Comment se fait-il alors, que jusqu’à présent, aucun candidat (homme politique ou Etat membre) ne se soit positionné sur le poste de Commissaire à la communication ?
Parce que la mission de la communication européenne est difficile ?
Première explication, les nombreux obstacles :
- Multilinguisme (23 langues officielles) et domination de l’anglais ;
- Espace public & politique européen inexistant ;
- Communication trop technocrate et technique ;
- Pas assez d’information européenne / mauvais traitement dans les médias de masse, source Un Européen jamais content…

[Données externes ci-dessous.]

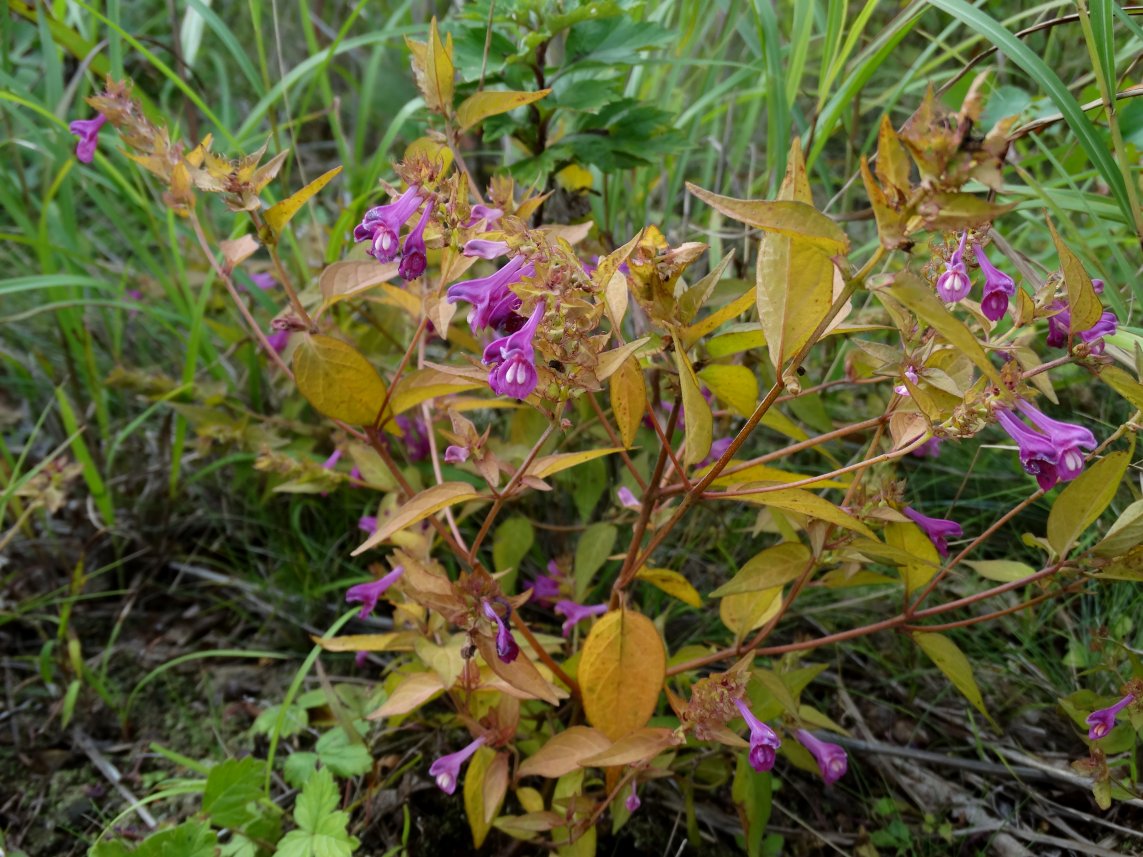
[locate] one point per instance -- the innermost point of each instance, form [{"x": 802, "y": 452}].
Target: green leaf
[
  {"x": 511, "y": 543},
  {"x": 279, "y": 214},
  {"x": 951, "y": 661},
  {"x": 343, "y": 755},
  {"x": 1082, "y": 501},
  {"x": 1089, "y": 138},
  {"x": 591, "y": 552},
  {"x": 231, "y": 786},
  {"x": 322, "y": 829}
]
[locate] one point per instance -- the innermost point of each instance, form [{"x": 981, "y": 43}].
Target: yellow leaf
[
  {"x": 486, "y": 766},
  {"x": 629, "y": 399},
  {"x": 796, "y": 499},
  {"x": 768, "y": 569},
  {"x": 480, "y": 105},
  {"x": 279, "y": 214},
  {"x": 1082, "y": 501},
  {"x": 562, "y": 753},
  {"x": 609, "y": 361},
  {"x": 551, "y": 464},
  {"x": 914, "y": 294},
  {"x": 736, "y": 386},
  {"x": 621, "y": 672},
  {"x": 794, "y": 293},
  {"x": 337, "y": 379},
  {"x": 424, "y": 504},
  {"x": 672, "y": 583},
  {"x": 718, "y": 318},
  {"x": 784, "y": 217},
  {"x": 742, "y": 614},
  {"x": 951, "y": 661},
  {"x": 700, "y": 425},
  {"x": 414, "y": 691},
  {"x": 636, "y": 746},
  {"x": 1082, "y": 302},
  {"x": 906, "y": 536}
]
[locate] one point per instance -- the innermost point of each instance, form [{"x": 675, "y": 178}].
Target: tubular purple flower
[
  {"x": 831, "y": 759},
  {"x": 576, "y": 613},
  {"x": 953, "y": 285},
  {"x": 1103, "y": 721},
  {"x": 88, "y": 133},
  {"x": 632, "y": 802},
  {"x": 937, "y": 529},
  {"x": 764, "y": 741},
  {"x": 998, "y": 287},
  {"x": 1037, "y": 454},
  {"x": 490, "y": 297},
  {"x": 447, "y": 769},
  {"x": 481, "y": 211},
  {"x": 367, "y": 593},
  {"x": 505, "y": 645},
  {"x": 626, "y": 497},
  {"x": 413, "y": 250},
  {"x": 1068, "y": 440},
  {"x": 512, "y": 359},
  {"x": 382, "y": 224},
  {"x": 481, "y": 248}
]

Ces constats partagés induisent des partis pris tranchés, comme lors de la conférence « Communiquer l’Europe: Mission Impossible? » :
- « Communiquer sur l’Europe est “une mission suicide!” (…)“L’Europe du prozac pour tout le monde” => Tous noyés dans des discours soporifiques et inintéressants.” », dixit Willy Hélin, Chef de la Représentation de la Commission européenne en Belgique, ancien Porte-parole de la Commission ;
- “La Commission doit renoncer à communiquer”(…) “Ils (la Commission) devraient déposer un brevet (en langue de bois) !”, dixit Jean Quatremer, Correspondant à Bruxelles du quotidien français Libération.

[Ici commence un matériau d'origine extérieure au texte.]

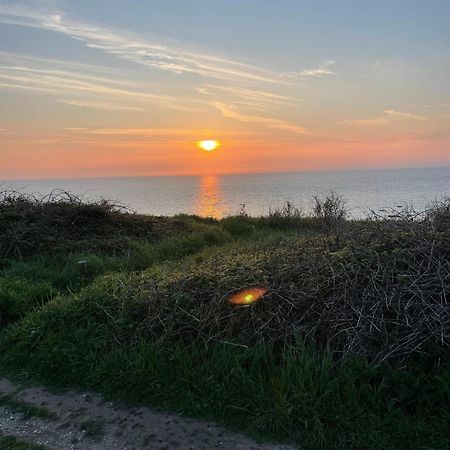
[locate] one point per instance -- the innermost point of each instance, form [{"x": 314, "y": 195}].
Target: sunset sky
[{"x": 122, "y": 88}]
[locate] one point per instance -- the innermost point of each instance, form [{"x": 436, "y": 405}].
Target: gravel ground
[{"x": 84, "y": 421}]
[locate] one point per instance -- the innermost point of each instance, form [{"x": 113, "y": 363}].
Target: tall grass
[{"x": 348, "y": 350}]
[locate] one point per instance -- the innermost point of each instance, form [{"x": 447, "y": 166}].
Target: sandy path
[{"x": 85, "y": 421}]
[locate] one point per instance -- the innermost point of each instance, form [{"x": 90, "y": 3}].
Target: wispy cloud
[
  {"x": 100, "y": 105},
  {"x": 247, "y": 96},
  {"x": 93, "y": 90},
  {"x": 324, "y": 68},
  {"x": 387, "y": 117},
  {"x": 232, "y": 112},
  {"x": 162, "y": 56}
]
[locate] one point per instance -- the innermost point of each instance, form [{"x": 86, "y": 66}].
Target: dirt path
[{"x": 84, "y": 421}]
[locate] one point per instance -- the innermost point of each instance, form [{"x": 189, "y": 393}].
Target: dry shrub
[
  {"x": 383, "y": 294},
  {"x": 63, "y": 222}
]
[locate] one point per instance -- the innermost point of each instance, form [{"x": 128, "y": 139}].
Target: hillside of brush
[{"x": 348, "y": 348}]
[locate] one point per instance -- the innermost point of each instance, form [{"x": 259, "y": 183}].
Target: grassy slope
[
  {"x": 165, "y": 337},
  {"x": 12, "y": 443}
]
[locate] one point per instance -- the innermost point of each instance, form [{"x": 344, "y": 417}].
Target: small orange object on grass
[{"x": 247, "y": 296}]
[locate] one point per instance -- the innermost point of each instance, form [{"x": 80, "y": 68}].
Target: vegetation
[
  {"x": 12, "y": 403},
  {"x": 348, "y": 349},
  {"x": 12, "y": 443}
]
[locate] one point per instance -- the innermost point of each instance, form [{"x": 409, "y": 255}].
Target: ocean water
[{"x": 222, "y": 195}]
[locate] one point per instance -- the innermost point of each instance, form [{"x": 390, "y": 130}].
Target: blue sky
[{"x": 309, "y": 84}]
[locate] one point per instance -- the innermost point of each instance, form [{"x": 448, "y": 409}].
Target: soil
[{"x": 85, "y": 421}]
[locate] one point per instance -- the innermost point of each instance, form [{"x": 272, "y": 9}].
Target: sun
[{"x": 208, "y": 145}]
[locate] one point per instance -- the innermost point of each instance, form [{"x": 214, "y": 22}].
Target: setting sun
[{"x": 208, "y": 145}]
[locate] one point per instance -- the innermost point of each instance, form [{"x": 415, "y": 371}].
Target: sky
[{"x": 93, "y": 88}]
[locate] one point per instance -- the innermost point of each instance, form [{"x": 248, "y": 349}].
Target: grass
[
  {"x": 348, "y": 350},
  {"x": 12, "y": 403},
  {"x": 13, "y": 443}
]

Parce que le poste de Commissaire à la communication est inadapté ?
Deuxième explication, le propre jugement de la titulaire actuelle du poste, Margot Wallström, la vice-présidente sortante chargée – à titre inédit depuis 2004 – des relations interinstitutionnelles et de la stratégie de communication : « Il faut donner au portefeuille un travail législatif autonome et des moyens financiers propres », source Euractiv.
Force est de constater, que la politique de communication de l’UE ne repose pas formellement sur une base légale contraignante (ni mention dans le traité de Lisbonne, ni acte juridique ratifié par les institutions communautaires). L’héritage de l’action de Margot Wallström repose sur une déclaration politique commune aux trois institutions (Parlement, Conseil et Commission) et reste donc conditionné par la bonne volonté du futur responsable de la communication de la Commission européenne.

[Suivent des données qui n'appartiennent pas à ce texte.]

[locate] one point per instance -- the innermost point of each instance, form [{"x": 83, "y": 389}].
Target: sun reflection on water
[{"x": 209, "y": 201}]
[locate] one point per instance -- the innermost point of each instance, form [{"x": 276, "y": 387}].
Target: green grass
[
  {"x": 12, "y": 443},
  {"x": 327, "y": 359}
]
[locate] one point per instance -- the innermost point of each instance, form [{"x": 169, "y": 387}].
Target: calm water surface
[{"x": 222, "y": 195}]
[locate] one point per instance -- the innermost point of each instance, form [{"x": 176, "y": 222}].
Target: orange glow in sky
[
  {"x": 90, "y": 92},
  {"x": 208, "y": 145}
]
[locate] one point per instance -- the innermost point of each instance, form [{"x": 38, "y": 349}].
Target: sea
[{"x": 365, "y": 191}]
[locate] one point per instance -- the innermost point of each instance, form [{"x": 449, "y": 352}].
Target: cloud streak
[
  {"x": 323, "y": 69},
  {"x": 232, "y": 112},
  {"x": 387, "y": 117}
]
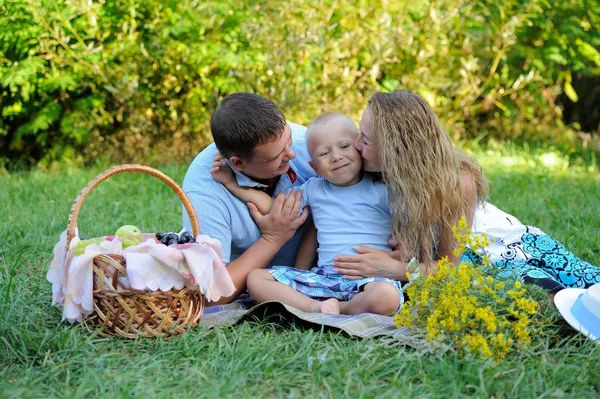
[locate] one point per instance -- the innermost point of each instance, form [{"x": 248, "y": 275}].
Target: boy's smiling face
[{"x": 333, "y": 155}]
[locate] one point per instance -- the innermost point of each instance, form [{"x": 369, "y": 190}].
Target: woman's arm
[
  {"x": 221, "y": 172},
  {"x": 307, "y": 251},
  {"x": 371, "y": 262}
]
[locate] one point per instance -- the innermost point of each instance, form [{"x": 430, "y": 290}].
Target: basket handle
[{"x": 76, "y": 208}]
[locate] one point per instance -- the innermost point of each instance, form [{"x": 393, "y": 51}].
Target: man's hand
[
  {"x": 221, "y": 171},
  {"x": 280, "y": 224}
]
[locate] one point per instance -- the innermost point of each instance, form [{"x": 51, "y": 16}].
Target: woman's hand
[{"x": 370, "y": 262}]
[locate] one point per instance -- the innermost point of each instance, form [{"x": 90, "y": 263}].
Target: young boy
[{"x": 348, "y": 208}]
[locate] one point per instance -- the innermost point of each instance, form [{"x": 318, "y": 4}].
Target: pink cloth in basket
[{"x": 150, "y": 266}]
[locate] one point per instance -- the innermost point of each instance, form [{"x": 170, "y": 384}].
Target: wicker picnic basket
[{"x": 122, "y": 311}]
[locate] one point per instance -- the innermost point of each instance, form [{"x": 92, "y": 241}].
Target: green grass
[{"x": 39, "y": 357}]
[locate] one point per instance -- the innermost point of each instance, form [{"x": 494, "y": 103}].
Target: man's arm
[{"x": 276, "y": 228}]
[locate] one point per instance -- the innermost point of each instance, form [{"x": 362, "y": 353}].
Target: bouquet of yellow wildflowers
[{"x": 469, "y": 307}]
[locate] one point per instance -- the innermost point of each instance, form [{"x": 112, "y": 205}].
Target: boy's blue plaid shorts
[{"x": 317, "y": 284}]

Parce que la légitimité de la communication de la Commission est contestée ?
D’une part, le Parlement européen – véritable bénéficiaire des correctifs inscrits dans les traités pour rééquilibrer les procédures de décision – conteste la légitimité de la communication d’une institution technocratique, dont l’expertise plutôt que le principe démocratique nourrit la légitimité.
D’autre part, les Etats membres – sourcilleux de leur privilège de s’adresser à leurs citoyens sans aucune médiation – contestent la légitimité de la communication d’un embryon de gouvernement européen.
De surcroit, la pratique récente de José Manuel Barroso, ravalant le président de la Commission européenne au rang de Secrétaire général du Conseil européen, risque – en cas de poursuite – de marginaliser toute stratégie de communication.
Au-delà des arguments justifiant l’absence d’émulation politique autour du poste de Commissaire à la communication, se trouve poser la question fondamentale du positionnement de la communication de la Commission européenne, une institution en plein évolution entre un héritage d’administration de mission, chargée d’impulser des politiques publiques européennes et un avenir d’administration de gestion, chargée d’appliquer des décisions politiques prises, de plus en plus, par le Conseil européen et à terme par son futur président…
Peut-être est-ce là aussi le résultat d’une rumeur galopante à Bruxelles : la fusion prochaine des DG éducation et communication… En tout cas, c’est triste de voir qu’une mission aussi importante ne semble intéresser personne, comme c’est triste de voir que la présidence de la commission n’intéresse qu’un seul individu.